Object. The authors conducted a retrospective study of 107 consecutive patients with 111 brachial plexus tumors surgically treated at the Louisiana State University Health Sciences Center (LSUHSC).
Methods. During a 12-year period, from 1986 to 1998, 371 patients with lesions of the brachial plexus underwent surgery at LSUHSC. Among this group, 107 patients harbored 111 tumors of the brachial plexus. Neural sheath tumors were the most commonly found and included 33 neurofibromas (20 of which were associated with von Recklinghausen disease), 36 schwannomas, and 12 malignant neural sheath tumors. Of the non—neural sheath tumors, 13 were benign and 17 were malignant. Presenting symptoms included pain (59%), palpable mass (52%), paresthesias (30%), and paresis (29%).

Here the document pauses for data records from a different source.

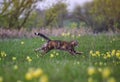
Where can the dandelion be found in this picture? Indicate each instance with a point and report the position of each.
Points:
(3, 54)
(37, 73)
(68, 34)
(97, 53)
(91, 70)
(63, 34)
(73, 36)
(79, 35)
(93, 55)
(106, 73)
(1, 79)
(113, 52)
(100, 69)
(78, 62)
(15, 67)
(28, 59)
(90, 79)
(100, 63)
(22, 42)
(44, 78)
(51, 55)
(19, 81)
(13, 58)
(117, 54)
(91, 52)
(111, 80)
(57, 54)
(28, 76)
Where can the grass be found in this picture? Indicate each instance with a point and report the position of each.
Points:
(63, 67)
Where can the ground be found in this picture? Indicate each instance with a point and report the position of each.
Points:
(100, 61)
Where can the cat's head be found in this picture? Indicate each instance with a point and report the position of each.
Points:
(74, 43)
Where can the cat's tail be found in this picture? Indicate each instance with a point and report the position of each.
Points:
(43, 36)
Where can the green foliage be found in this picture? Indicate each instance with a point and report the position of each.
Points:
(101, 15)
(73, 25)
(14, 64)
(55, 15)
(15, 12)
(107, 12)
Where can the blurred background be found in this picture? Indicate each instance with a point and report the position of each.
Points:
(95, 15)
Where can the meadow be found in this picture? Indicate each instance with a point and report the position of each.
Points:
(100, 61)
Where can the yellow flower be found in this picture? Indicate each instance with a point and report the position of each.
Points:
(100, 63)
(100, 69)
(1, 79)
(3, 54)
(13, 58)
(91, 52)
(44, 78)
(15, 67)
(111, 80)
(22, 42)
(68, 34)
(91, 70)
(63, 34)
(117, 54)
(28, 76)
(98, 53)
(51, 55)
(37, 73)
(90, 79)
(28, 59)
(113, 52)
(106, 73)
(57, 54)
(93, 55)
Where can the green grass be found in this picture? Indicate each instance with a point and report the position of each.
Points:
(61, 68)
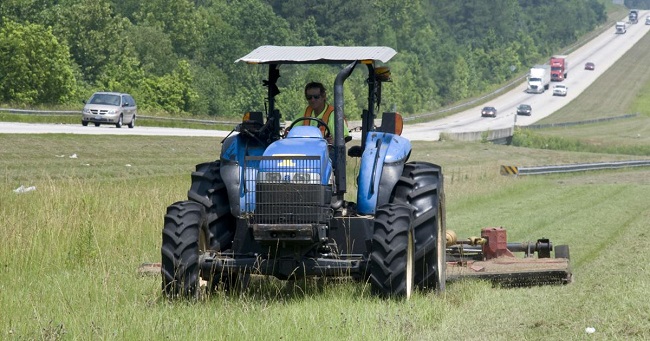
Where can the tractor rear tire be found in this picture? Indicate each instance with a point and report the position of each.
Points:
(391, 257)
(421, 186)
(180, 249)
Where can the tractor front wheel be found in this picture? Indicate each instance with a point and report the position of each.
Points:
(180, 249)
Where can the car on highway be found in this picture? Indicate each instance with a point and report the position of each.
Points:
(560, 90)
(113, 108)
(489, 112)
(524, 109)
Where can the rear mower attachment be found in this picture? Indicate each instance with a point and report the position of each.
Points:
(491, 257)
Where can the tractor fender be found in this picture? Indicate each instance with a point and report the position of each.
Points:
(381, 166)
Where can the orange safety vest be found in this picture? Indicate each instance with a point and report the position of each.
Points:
(325, 118)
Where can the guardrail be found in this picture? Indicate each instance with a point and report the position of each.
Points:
(78, 112)
(579, 167)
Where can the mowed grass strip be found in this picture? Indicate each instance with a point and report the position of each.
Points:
(70, 250)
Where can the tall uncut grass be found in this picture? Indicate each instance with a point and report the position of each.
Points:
(70, 249)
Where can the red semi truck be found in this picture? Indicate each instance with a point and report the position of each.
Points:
(559, 68)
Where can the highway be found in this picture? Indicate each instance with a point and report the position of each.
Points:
(604, 51)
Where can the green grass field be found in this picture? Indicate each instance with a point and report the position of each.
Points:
(69, 249)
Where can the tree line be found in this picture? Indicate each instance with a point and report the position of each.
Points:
(177, 56)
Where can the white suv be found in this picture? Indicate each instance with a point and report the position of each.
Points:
(559, 90)
(110, 108)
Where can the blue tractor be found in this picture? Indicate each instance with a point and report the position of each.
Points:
(275, 205)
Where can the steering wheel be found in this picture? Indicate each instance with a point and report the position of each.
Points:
(315, 119)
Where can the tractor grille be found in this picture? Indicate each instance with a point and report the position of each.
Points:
(286, 190)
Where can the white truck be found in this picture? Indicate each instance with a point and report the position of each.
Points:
(539, 78)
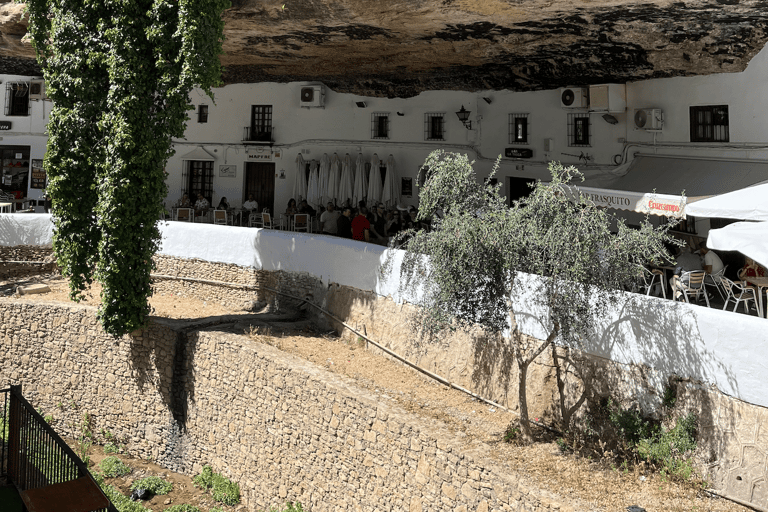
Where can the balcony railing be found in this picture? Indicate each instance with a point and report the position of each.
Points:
(262, 134)
(45, 471)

Anterior supraclavicular (82%) or posterior subscapular (18%) approaches were used to achieve gross-total (79%) or subtotal (21%) resection of tumor. The average follow-up period was 38.3 months or 3.2 years.

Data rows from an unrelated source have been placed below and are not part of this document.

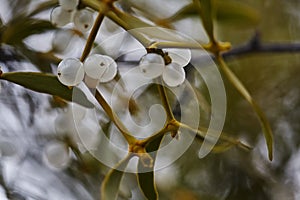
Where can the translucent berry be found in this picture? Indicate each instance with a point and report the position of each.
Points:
(60, 17)
(68, 4)
(83, 20)
(61, 40)
(152, 65)
(56, 155)
(95, 66)
(100, 67)
(173, 75)
(180, 56)
(70, 71)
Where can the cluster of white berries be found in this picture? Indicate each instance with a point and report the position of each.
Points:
(67, 12)
(100, 68)
(153, 65)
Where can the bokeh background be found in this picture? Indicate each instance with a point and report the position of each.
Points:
(27, 119)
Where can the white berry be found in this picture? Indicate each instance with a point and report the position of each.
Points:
(56, 155)
(152, 65)
(61, 40)
(68, 4)
(95, 66)
(173, 75)
(70, 71)
(111, 71)
(60, 17)
(83, 20)
(100, 67)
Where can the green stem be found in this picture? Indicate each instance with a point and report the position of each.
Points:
(114, 118)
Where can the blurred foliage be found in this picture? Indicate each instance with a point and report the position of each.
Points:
(272, 79)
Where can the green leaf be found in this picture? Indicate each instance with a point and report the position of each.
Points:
(146, 181)
(111, 183)
(206, 11)
(228, 12)
(267, 131)
(46, 83)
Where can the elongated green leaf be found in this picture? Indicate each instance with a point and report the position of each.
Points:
(111, 183)
(236, 13)
(21, 27)
(206, 11)
(146, 181)
(244, 92)
(46, 83)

Seventy percent of patients with benign neural sheath tumors became free from pain postoperatively or reported improvement in their preoperative pain status. Function remained intact or improved in 50% and remained stable postoperatively in another 20% of cases.
Preservation of function was more likely in patients who presented intact and in those who had not undergone a previous attempted biopsy procedure or resection than in those in whom such manipulation had occurred.
Conclusions. Resection of most plexal tumors is technically feasible and associated with acceptable morbidity and mortality rates.